Lawyers for JPMorgan Chase & Co. moved to pause the U.S. Department of Labor’s gender bias case against the bank in the immediate aftermath of a U.S. Supreme Court decision that threw the status of administrative courts into question, according to a document obtained by The National Law Journal.
McGuireWoods partner William Doyle, representing JPMorgan, asked a Labor Department judge in June to “stay all proceedings in this matter” to let the attorneys and presiding judge resolve how the high court’s ruling in Lucia v. SEC might affect the government’s discrimination case.
The docket in the case doesn’t show whether the judge approved JPMorgan’s pitch, a filing released to the NLJ through a public records request. Doyle did not immediately return requests for comment, and JPMorgan and the Labor Department declined to comment about the effort to freeze the case. The bank has lost earlier attempts to dismiss the Labor Department’s claims, which allege discriminatory pay practices against female employees. The case was filed at the end of the Obama administration.
Administrative law judges and federal appeals judges are now grappling with the scope of the Supreme Court’s ruling in Lucia. The split Supreme Court ruling said administrative law judges should be appointment by the president, courts or department heads and not by agency staff. Some 40 administrative judges at the Labor Department hear issues that include wage-and-hour disputes, whistleblower claims and immigration matters.
Questions are arising over whether companies and individuals should get new hearings in front of different administrative judges, or even whether a particular case should be dismissed. One federal appeals court recently said a challenger to an agency decision should get a new hearing in front of a different administrative judge. This month, the National Labor Relations Board rejected a challenge to an in-house judge and ruled they were validly appointed.
U.S. Labor Secretary Alexander Acosta in December “ratified” the appointment of the agency’s in-house judges to head off challenges from companies and employees. Acosta said the ratification was “intended to address any claim that administrative proceedings pending before, or presided over by, administrative law judges” violates the Constitution’s appointments clause.
Doyle’s request to pause JPMorgan’s case did not make any argument about what the bank thinks should happen now in the aftermath of Lucia.
The Labor Department’s Office of Federal Contract Compliance Programs, an enforcement and regulatory arm, brought the case against JPMorgan in January 2017. Doyle, who joined McGuireWoods in 2015, formerly served as deputy director of the contracts office.
The office investigates whether federal contractors are discriminating in employment, including on the basis of race, religion and sex. An adverse ruling against a company could threaten the ability to obtain future federal contracts. Other contracts could be canceled as a penalty for noncompliance.

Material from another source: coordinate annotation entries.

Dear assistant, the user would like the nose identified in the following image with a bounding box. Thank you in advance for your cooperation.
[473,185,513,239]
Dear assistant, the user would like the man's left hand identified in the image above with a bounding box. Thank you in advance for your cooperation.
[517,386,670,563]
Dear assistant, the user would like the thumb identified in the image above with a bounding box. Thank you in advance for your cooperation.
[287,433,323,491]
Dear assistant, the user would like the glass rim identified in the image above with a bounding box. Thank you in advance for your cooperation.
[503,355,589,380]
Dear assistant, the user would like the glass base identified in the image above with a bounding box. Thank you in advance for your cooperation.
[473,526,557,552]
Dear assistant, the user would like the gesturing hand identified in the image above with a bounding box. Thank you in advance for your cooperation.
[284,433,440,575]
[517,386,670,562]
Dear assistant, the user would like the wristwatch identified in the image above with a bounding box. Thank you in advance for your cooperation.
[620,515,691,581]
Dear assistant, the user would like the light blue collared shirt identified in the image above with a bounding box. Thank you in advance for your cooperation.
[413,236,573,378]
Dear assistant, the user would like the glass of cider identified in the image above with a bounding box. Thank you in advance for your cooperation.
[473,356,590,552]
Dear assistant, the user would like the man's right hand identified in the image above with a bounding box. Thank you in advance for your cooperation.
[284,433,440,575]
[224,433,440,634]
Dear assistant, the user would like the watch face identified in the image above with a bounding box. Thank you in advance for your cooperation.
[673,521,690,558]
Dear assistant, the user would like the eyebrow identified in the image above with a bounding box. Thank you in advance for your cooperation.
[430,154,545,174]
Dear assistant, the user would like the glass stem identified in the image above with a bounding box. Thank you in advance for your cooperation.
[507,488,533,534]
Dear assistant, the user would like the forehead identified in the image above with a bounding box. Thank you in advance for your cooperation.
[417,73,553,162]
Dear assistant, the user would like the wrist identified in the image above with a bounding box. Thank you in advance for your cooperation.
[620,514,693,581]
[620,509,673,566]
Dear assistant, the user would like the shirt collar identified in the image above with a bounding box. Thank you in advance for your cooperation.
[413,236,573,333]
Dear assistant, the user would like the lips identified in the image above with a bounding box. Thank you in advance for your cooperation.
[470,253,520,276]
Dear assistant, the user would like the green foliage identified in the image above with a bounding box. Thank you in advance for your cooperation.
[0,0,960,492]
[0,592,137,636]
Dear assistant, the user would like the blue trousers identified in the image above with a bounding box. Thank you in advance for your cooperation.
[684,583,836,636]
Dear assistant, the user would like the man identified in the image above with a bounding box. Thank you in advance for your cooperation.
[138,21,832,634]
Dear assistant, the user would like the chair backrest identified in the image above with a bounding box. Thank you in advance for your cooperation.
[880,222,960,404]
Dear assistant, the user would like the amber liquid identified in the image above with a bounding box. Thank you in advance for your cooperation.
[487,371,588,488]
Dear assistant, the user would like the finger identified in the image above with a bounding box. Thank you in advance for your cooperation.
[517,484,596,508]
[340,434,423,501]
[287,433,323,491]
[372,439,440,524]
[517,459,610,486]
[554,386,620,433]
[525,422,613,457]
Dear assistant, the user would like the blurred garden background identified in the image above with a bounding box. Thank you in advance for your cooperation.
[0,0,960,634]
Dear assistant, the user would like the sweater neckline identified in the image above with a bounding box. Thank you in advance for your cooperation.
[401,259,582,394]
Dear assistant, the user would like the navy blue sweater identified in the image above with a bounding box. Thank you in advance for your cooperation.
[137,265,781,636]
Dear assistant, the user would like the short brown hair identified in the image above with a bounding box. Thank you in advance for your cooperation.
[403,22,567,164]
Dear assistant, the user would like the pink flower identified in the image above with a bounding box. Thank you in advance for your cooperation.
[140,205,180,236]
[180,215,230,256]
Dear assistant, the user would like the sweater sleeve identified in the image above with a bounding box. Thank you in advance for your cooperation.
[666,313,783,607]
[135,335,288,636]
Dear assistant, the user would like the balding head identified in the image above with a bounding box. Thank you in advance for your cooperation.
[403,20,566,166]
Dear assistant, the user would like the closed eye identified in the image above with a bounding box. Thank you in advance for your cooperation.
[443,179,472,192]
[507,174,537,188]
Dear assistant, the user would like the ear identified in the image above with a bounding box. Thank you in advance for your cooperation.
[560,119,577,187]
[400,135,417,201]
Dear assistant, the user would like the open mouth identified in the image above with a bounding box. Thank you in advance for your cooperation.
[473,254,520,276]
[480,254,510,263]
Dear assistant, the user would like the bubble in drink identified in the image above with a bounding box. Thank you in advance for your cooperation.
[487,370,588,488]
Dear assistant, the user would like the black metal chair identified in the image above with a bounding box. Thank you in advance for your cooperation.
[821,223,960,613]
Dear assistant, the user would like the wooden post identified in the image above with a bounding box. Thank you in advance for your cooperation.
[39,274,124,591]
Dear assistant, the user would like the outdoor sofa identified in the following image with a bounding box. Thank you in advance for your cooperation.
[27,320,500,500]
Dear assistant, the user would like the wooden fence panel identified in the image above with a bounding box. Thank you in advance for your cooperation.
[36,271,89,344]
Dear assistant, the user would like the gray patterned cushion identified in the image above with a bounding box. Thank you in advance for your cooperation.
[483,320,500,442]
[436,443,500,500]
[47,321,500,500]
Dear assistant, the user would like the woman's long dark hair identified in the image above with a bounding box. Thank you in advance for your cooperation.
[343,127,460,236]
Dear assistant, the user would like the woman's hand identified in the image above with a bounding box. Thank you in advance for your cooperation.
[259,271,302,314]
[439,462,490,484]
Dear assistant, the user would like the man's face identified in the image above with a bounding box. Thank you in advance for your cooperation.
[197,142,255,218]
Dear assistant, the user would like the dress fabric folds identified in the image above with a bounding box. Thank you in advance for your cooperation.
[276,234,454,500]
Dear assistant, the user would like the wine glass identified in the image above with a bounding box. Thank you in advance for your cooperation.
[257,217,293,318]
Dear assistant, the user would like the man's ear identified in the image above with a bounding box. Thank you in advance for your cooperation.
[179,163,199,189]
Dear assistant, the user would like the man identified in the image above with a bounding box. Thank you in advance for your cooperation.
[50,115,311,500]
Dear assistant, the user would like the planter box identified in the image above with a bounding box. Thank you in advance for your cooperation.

The complaint against JPMorgan claims the financial institution “systematically discriminated against female employees” in certain position by paying them less than male counterparts since at least May 2012. The Labor Department alleged JPMorgan paid at least 93 female employees less than comparable men employed in the same positions and that the bank failed to evaluate compensation systems applicable to the employees.
JPMorgan’s lawyers have called the Labor Department’s claims “unfounded” and “conclusory,” and they have argued the purported evidence failed “to state a plausible claim of systemic discrimination” against female employees.
The JPMorgan lawsuit is one of the three major cases the Labor Department brought at the end of the Obama administration. The agency also brought actions against Google Inc. and Oracle Corp. Both of those cases are pending. Google has fought the release of pay data, and Oracle was sued for alleged discriminatory employment practices, including pay equity violations.